L'homme était-il présent en Corse à l'âge ancien de la pierre, au paléolithique ? Les archéologues restent prudents quant aux origines de l'occupation de l'île. Les premières migrations humaines remonteraient aux VIIIème et VIIème millénaires, en provenance de la Sardaigne et de la Toscane, qui est à cette époque un archipel relié à la péninsule italienne, donc plus proche de la Corse qu'aujourd'hui parce que la mer est alors plus basse de 30 m dans la région.
La Corse des premiers temps
Cette théorie s'appuie sur les similitudes entre les motifs décoratifs des céramiques du néolithique ancien (VIème millénaire) retrouvées à Basi, Aléria, Filitosa et ceux de Pienza, en Toscane. On a pu supposer qu'en s'aidant du "pont" de l'archipel toscan, des colonies de peuplement auraient accosté en plaine orientale et, de là, essaimé en direction du nord et du sud, empruntant les grandes vallées fluviales du Prunelli, du Taravo, du Rizzanese... Mais des datations plus hautes ont été découvertes, qui remonteraient au pré-néolithique lui-même. Ce sont notamment les sites archéologiques de l'Araguina, avec le squelette de la "Dame de Bonifacio" (6 570 ans avant J.-C.), de Currachiaghju, près de Levie (6 610 ans) et de Strette, dans la région de Saint-Florent (7 190 ans). Sur ces sites, l'outillage d'éclats de roche sans céramique évoque une activité de ramassage et de cueillette, de chasse aussi, notamment d'un mammifère, le lagomys, sorte de lapin-rat. A partir de 4 000 ans et jusque vers 1 800 avant J.-C. la culture des céréales archaïques se répand dans les plaines et sur les coteaux. Il en reste de nombreuses traces : meules dormantes et cuvettes utilisées pour le broyage des glands.
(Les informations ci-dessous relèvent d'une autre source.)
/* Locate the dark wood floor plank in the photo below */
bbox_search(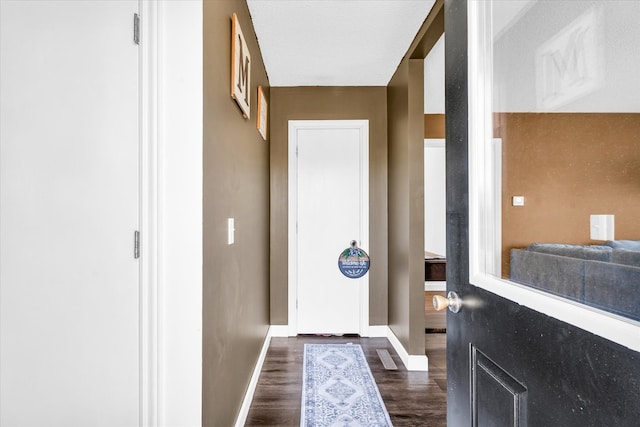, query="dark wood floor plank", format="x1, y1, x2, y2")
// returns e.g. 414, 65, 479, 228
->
245, 334, 447, 427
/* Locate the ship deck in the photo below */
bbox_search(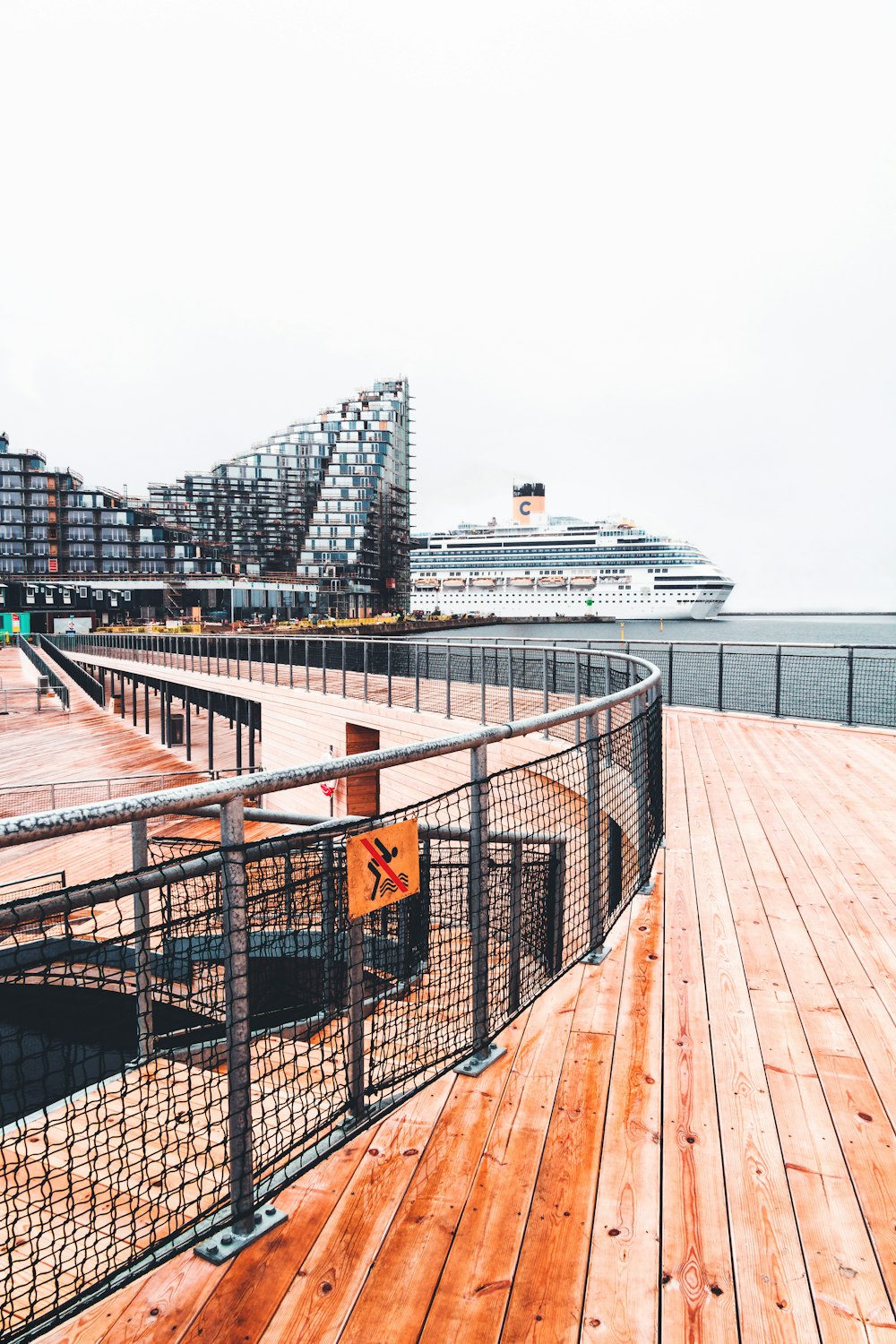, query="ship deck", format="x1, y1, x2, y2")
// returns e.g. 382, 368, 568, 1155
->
26, 710, 896, 1344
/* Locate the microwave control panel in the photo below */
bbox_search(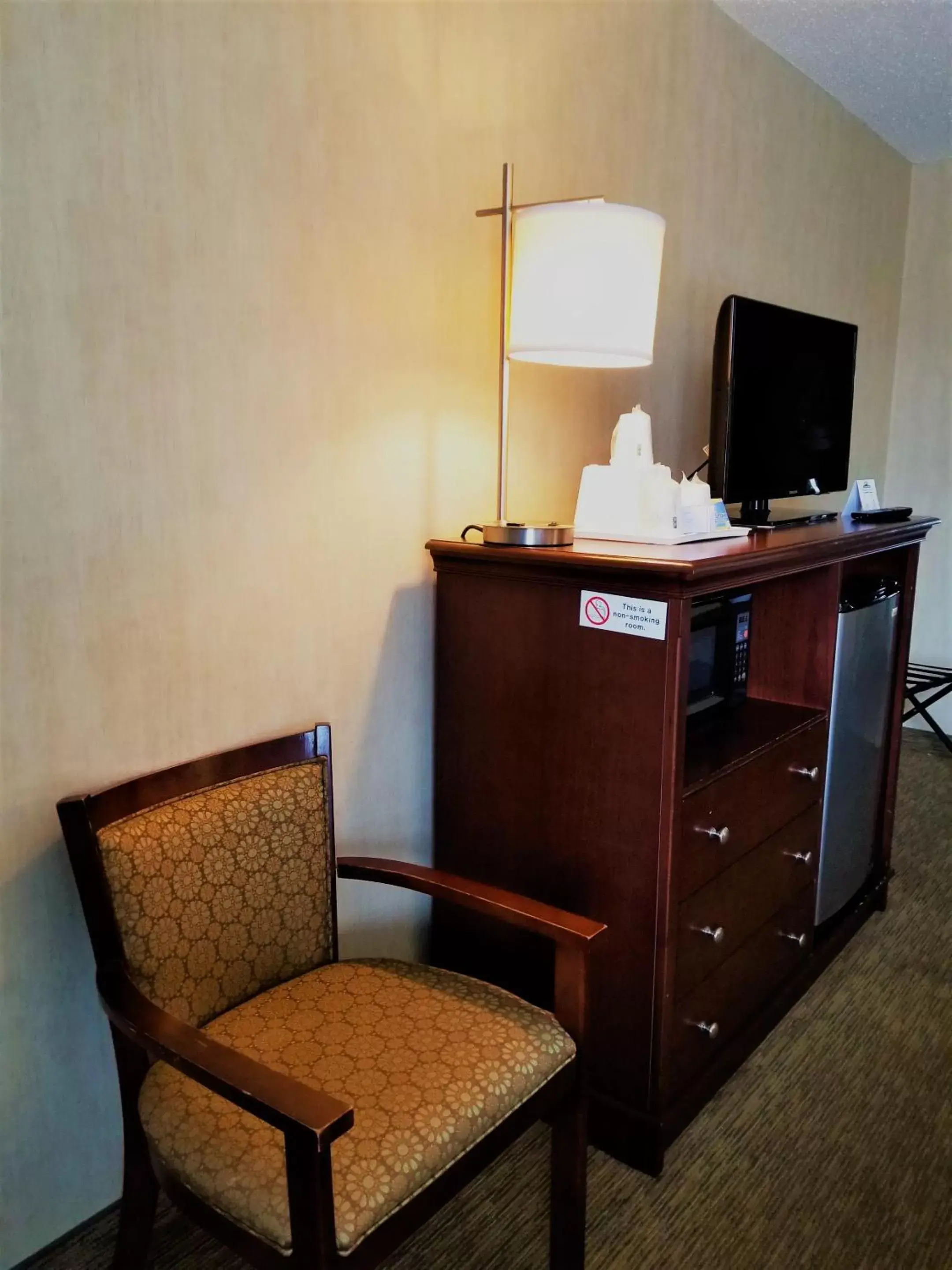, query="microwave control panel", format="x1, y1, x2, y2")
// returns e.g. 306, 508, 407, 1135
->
734, 609, 750, 687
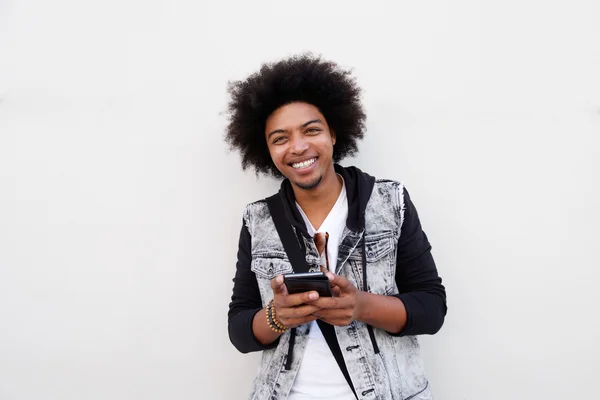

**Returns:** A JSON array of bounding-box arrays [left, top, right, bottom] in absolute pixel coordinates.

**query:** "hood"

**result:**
[[279, 164, 375, 238]]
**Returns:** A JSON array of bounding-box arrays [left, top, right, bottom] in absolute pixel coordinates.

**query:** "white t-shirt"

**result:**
[[288, 180, 356, 400]]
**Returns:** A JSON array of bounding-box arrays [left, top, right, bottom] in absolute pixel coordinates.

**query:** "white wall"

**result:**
[[0, 0, 600, 400]]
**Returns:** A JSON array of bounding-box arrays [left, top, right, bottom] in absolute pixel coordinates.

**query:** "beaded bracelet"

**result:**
[[265, 299, 288, 333]]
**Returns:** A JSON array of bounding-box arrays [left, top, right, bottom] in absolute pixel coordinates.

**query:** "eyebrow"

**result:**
[[267, 119, 323, 139]]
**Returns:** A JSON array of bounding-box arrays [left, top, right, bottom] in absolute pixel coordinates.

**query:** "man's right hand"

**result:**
[[271, 275, 320, 328]]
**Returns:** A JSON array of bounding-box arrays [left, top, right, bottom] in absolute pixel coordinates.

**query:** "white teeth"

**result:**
[[292, 158, 317, 169]]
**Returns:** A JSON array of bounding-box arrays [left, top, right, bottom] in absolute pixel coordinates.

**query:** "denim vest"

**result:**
[[244, 180, 433, 400]]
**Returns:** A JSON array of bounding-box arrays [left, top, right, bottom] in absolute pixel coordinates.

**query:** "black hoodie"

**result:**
[[228, 165, 447, 394]]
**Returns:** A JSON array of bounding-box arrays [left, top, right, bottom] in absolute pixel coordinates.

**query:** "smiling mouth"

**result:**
[[291, 157, 317, 169]]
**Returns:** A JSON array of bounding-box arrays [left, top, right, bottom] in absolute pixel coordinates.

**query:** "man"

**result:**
[[226, 55, 446, 400]]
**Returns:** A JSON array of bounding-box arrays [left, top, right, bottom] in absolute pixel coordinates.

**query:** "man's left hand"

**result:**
[[309, 272, 363, 326]]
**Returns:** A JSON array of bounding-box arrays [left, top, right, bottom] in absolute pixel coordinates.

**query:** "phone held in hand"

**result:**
[[283, 272, 332, 297]]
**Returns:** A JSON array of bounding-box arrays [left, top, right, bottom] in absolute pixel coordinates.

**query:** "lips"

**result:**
[[290, 157, 317, 169]]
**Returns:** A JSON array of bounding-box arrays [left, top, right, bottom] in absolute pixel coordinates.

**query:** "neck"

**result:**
[[292, 165, 342, 229]]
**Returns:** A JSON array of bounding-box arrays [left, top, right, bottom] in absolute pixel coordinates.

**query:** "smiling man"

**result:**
[[226, 55, 446, 400]]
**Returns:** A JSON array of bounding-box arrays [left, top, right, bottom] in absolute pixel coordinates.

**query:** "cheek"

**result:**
[[269, 147, 283, 166]]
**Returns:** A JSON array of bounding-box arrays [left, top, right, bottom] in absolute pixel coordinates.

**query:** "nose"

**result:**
[[290, 134, 308, 154]]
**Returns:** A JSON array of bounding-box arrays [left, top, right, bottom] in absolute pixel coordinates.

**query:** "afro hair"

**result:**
[[225, 53, 366, 177]]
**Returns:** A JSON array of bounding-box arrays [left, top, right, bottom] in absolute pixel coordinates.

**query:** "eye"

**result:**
[[272, 136, 287, 144]]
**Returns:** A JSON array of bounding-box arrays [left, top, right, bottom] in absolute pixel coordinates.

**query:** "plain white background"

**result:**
[[0, 0, 600, 400]]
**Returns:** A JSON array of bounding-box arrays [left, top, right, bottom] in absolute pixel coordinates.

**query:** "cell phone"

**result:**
[[283, 272, 332, 297]]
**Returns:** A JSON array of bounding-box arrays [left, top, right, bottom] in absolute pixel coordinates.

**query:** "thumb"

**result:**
[[271, 275, 286, 294]]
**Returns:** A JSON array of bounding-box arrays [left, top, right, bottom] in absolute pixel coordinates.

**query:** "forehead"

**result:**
[[265, 102, 325, 130]]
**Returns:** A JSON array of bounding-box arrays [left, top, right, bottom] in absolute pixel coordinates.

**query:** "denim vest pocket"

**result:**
[[251, 253, 294, 280], [365, 231, 394, 263]]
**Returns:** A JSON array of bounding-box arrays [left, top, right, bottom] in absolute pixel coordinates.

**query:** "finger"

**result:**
[[319, 318, 352, 326], [271, 275, 287, 294], [275, 291, 319, 308], [313, 308, 352, 319], [328, 274, 356, 292], [309, 297, 344, 308], [281, 315, 318, 328], [331, 286, 342, 297], [275, 305, 320, 319]]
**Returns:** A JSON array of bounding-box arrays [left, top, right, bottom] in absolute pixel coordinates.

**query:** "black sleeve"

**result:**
[[392, 189, 447, 336], [228, 221, 279, 353]]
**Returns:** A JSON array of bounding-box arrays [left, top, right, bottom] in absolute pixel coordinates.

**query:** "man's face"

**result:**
[[265, 102, 335, 190]]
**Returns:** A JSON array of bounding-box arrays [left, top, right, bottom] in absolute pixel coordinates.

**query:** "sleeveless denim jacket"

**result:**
[[244, 180, 433, 400]]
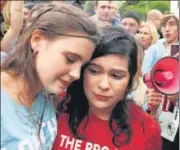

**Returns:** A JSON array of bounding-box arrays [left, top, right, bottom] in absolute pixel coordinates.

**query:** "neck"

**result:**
[[165, 38, 178, 48], [1, 72, 41, 107], [90, 108, 112, 120]]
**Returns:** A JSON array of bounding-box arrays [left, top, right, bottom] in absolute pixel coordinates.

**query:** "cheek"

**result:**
[[114, 79, 129, 101]]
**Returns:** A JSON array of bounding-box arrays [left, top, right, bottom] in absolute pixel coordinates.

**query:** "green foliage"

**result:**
[[119, 0, 170, 20]]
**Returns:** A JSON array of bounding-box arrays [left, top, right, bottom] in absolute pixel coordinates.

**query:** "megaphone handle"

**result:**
[[161, 94, 171, 112]]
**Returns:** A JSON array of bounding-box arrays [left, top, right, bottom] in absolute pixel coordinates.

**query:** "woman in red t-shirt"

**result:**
[[53, 27, 161, 150]]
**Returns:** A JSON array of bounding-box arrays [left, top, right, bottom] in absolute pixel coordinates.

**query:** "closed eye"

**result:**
[[112, 74, 123, 79], [66, 56, 76, 64]]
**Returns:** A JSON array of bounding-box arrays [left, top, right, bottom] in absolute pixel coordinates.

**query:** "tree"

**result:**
[[119, 0, 170, 20]]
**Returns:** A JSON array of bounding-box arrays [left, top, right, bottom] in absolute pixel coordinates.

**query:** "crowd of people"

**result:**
[[1, 0, 179, 150]]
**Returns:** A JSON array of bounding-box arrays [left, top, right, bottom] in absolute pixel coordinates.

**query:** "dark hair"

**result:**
[[121, 11, 140, 24], [58, 26, 137, 146], [2, 3, 99, 87], [94, 0, 112, 6]]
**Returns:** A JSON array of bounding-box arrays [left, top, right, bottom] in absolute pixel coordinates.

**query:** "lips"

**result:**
[[60, 79, 70, 89], [94, 94, 110, 101]]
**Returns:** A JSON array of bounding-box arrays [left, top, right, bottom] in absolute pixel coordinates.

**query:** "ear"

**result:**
[[31, 30, 45, 52]]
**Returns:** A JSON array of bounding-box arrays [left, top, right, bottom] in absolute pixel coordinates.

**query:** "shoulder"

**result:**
[[128, 103, 162, 150], [128, 102, 159, 130]]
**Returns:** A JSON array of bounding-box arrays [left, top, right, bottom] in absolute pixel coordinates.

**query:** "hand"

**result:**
[[0, 0, 7, 12], [167, 93, 179, 102], [173, 52, 179, 58], [147, 89, 162, 111]]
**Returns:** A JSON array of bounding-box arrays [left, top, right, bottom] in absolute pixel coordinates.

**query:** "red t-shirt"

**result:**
[[53, 104, 161, 150]]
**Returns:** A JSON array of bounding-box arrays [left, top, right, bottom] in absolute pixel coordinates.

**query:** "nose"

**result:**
[[139, 33, 144, 39], [104, 7, 109, 13], [164, 25, 169, 31], [69, 67, 81, 80], [98, 75, 110, 90]]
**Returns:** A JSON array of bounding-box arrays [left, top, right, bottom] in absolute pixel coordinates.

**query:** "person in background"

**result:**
[[90, 0, 112, 26], [23, 2, 35, 21], [121, 11, 141, 35], [142, 14, 179, 150], [1, 1, 24, 54], [0, 3, 99, 150], [53, 26, 161, 150], [146, 9, 163, 39], [109, 1, 121, 27], [138, 23, 158, 52]]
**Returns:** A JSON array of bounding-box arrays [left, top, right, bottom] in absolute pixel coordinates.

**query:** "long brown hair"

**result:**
[[1, 3, 98, 87]]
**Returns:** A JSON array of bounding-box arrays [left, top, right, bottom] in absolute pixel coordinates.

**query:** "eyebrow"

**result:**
[[88, 62, 128, 73], [67, 52, 83, 60]]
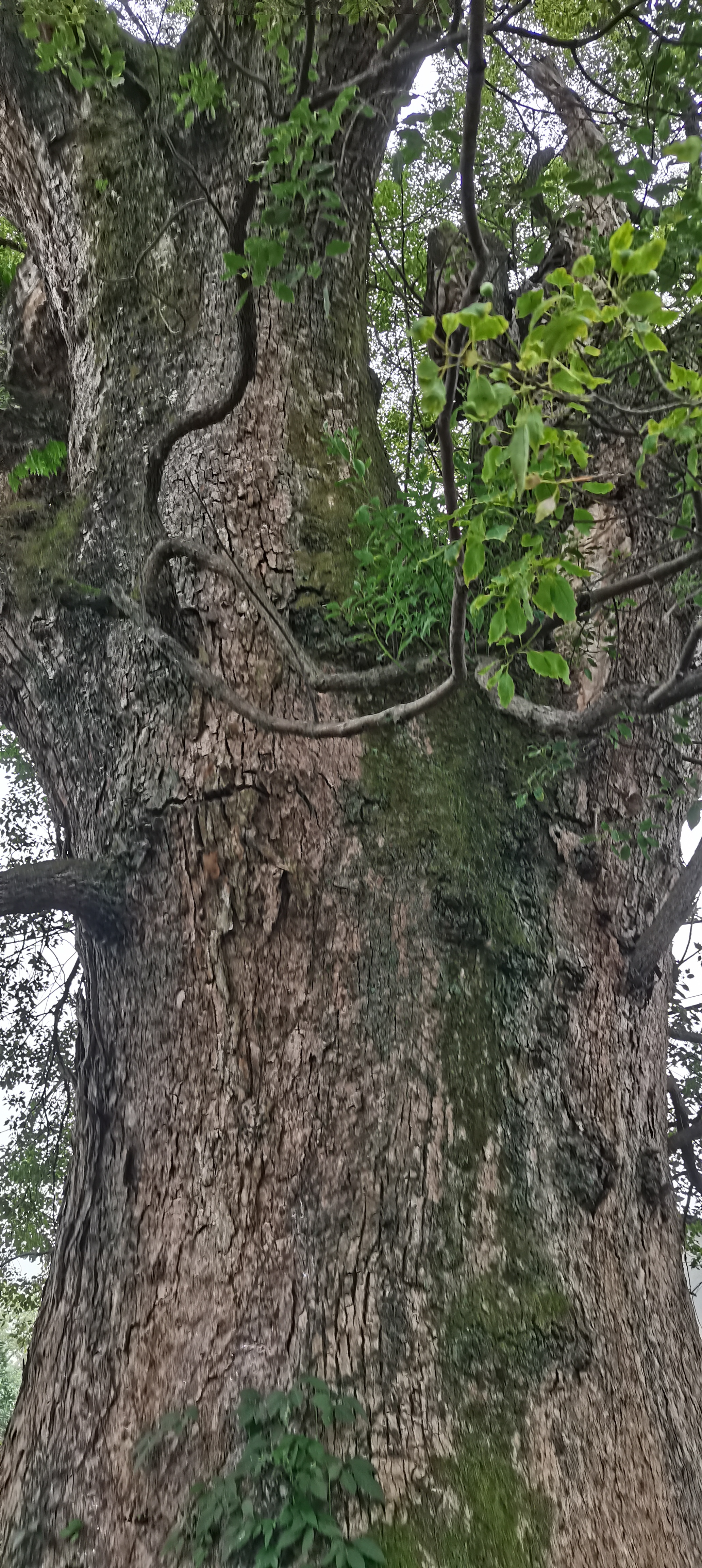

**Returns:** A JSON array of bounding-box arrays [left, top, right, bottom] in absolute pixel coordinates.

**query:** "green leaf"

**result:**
[[60, 1518, 83, 1541], [497, 670, 514, 707], [526, 648, 570, 685], [508, 425, 530, 495], [487, 607, 508, 643], [539, 310, 589, 359], [609, 218, 633, 273], [619, 235, 666, 278], [464, 539, 486, 586], [663, 136, 702, 163], [464, 373, 513, 420], [552, 575, 575, 622], [534, 495, 558, 527], [517, 289, 544, 322], [409, 315, 436, 343], [470, 315, 509, 343], [353, 1535, 385, 1568], [505, 593, 526, 637]]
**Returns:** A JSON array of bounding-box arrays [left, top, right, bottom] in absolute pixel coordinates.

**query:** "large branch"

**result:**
[[628, 839, 702, 986], [0, 859, 126, 941]]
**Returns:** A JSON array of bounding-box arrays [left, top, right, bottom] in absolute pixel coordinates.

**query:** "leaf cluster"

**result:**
[[163, 1377, 385, 1568], [22, 0, 126, 96], [8, 441, 67, 495]]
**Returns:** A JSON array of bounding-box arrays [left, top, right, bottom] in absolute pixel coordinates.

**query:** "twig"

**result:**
[[295, 0, 317, 103], [141, 539, 317, 684], [666, 1073, 702, 1192], [436, 0, 487, 681], [501, 0, 644, 50], [47, 958, 80, 1101]]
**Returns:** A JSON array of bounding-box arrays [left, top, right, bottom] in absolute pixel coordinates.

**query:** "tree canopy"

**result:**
[[0, 0, 702, 1568]]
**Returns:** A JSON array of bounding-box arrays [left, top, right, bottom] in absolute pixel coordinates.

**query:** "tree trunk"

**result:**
[[0, 5, 702, 1568]]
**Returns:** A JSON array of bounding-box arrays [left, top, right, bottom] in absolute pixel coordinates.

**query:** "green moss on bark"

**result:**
[[382, 1430, 550, 1568], [0, 495, 88, 608], [444, 1270, 573, 1392]]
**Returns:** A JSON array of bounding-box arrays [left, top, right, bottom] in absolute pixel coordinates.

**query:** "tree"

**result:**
[[0, 0, 702, 1568]]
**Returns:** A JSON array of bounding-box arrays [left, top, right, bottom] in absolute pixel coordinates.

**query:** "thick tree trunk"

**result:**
[[0, 6, 702, 1568]]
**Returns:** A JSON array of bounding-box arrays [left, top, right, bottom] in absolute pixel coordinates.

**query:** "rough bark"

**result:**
[[0, 3, 702, 1568]]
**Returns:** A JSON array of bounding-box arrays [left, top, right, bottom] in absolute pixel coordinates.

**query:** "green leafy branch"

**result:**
[[412, 221, 702, 707], [326, 430, 451, 660], [8, 441, 66, 495], [22, 0, 124, 96], [8, 441, 66, 495], [163, 1377, 385, 1568], [171, 61, 235, 130]]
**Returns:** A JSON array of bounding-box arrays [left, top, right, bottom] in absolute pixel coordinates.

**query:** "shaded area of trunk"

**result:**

Le Monte Lazzu, par exemple, dans la basse vallée du Liamone, semble avoir été le centre de la meunerie en plein air d'une importante station agricole.
Le phénomène mégalithique
Ce phénomène quasiment inexistant dans les autres îles méditerranéennes est l'une des grandes originalités insulaires. Cette culture s'épanouira à l'âge du bronze, vers 1 500, et jusqu'au début du 1er millénaire. Les Corses de la préhistoire vont ainsi construire des dizaines de tombes à coffre (bancali) et de dolmens (stazzone), notamment dans le sud de l'île, sans doute plus peuplé. Plusieurs centaines de menhirs (stantari, paladini...) seront également dressés, principalement à Pagliaju, dans la commune de Sartène, où on en compte plus de 250 en impressionnants alignements.
Progressivement les blocs de pierre prennent forme humaine, la tête d'individualise, le corps est parfois scultés de glaives et de poignards. L'ensemble s'apparente aux statues-menhirs des Cyclades. Le Sartenais et la vallée du Taravo en contiennent plus d'une quarantaine. Le reste se disperse surtout entre le nord et la Corse occidentale.
La civilisation torréenne
Elle apparaît au début du IIème millénaire et tient son nom des monuments mégalithiques de forme circulaire ou torré voûtés en encorbellement, très caractéristiques de la Corse du Sud à l'âge du bronze, et rappelant les nuraghi de Sardaigne et les talayots des Baléares. On a longtemps attribué ces constructions aux Shardanes, l'un des "Peuples de la Mer" originaires de Méditerranée orientale. Aujourd'hui, les préhistoriens s'attachent davantage à étudier le contexte archéologique dans lequel ces torre s'inscrivaient : type d'habitat, activités artisanales, structures agraires, etc. Dans une perspective plus ancrée dans la "vie quotidienne", l'interprétation se modifie et la piste de l'invasion de l'île est abandonnée au profit d'une évolution purement autochtone qui se serait inscrite au sud d'une ligne Ajaccio-Solenzara.
Les premiers villages
Edifiés sur des buttes ou des éperons rocheux, les castelli ont constitué, au 1er millénaire, les premiers villages. Pendant tout l'âge du bronze et même au-delà, ces agglomérations fortifiées vont assurer la survie des groupes humains : protection militaire, habitat, conservation des récoltes et des vivres, activités artisanales, etc. Puis les formes d'habitat s'organisent plus modestement en cabanes, mais réutilisent parfois les sites défensifs antérieurs. Les castelli continuent à être occupés, mais on commence à trouver la trace de populations qui n'appartiennent plus à l'âge préhistorique. Contrairement aux époques précédentes, les grandes concentrations ne se trouvent plus sur les zones littorales, mais à l'intérieur du pays, où se développent l'agriculture et l'élevage.